What's Really AFTER World of Warcraft?

Gamasutra - The Academics Speak: Is There Life After World Of Warcraft?

So, I feel a little bit bad, because I saw this headline on Gamasutra the other day, and my first thought was, "Yeah, what are researchers going to do once gamers have tired of World of Warcraft?" But, of course that's not what they were talking about.

Instead its an article about what the next big thing for gamers is going to be once they're done with WoW. The author talks to luminaries in the game studies world like Castronova and Jenkins, and it is interesting. But my original question I find more nagging. I'm all for asking about where they think gamers are going to go next, but I think there is a more fundamental question, other than following these gamers around to wherever they do go next, what is it precisely we're hoping to learn from online worlds and gamers?

Or more directly, other than watching virtual worlds and people in virtual worlds, what is it precisely we're hoping to achieve here?
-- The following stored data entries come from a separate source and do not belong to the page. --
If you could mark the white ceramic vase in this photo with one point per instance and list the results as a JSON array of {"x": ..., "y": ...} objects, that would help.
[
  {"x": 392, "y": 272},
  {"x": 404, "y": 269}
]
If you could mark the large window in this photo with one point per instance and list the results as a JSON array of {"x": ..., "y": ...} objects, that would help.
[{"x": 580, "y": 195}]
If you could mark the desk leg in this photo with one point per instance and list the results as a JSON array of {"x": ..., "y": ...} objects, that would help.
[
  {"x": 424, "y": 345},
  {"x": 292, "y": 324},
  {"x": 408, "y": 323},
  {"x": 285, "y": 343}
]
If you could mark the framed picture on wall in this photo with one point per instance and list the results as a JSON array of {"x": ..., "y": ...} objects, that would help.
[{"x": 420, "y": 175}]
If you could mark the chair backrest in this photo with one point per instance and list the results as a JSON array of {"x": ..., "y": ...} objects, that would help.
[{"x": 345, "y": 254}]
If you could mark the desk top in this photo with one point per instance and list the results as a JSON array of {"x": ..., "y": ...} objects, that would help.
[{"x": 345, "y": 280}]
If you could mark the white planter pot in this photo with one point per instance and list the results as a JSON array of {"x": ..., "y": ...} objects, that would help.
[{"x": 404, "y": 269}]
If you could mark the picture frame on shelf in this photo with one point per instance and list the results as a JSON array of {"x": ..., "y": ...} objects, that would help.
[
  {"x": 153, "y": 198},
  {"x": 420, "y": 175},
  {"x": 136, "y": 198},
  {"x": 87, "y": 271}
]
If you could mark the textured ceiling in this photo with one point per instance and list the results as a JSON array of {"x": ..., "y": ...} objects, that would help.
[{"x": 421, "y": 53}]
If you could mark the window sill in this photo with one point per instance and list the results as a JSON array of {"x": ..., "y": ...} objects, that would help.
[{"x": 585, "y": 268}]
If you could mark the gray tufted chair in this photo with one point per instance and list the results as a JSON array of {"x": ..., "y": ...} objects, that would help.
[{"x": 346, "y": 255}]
It is also a bit troubling that four men and one woman was interviewed, a criticism of the article, not the interviewees. There are quite a few women researchers just as "luminary" as those who they did talk to, who have been studying MMO's (T.L. Taylor instantly springs to mind), but the best they could come up with was a Ph.D. Candidate (something you cannot pooh-pooh, nor would I, considering I am one as well). I was happy that she did manage to bring up gender, though that wasn't the word she used.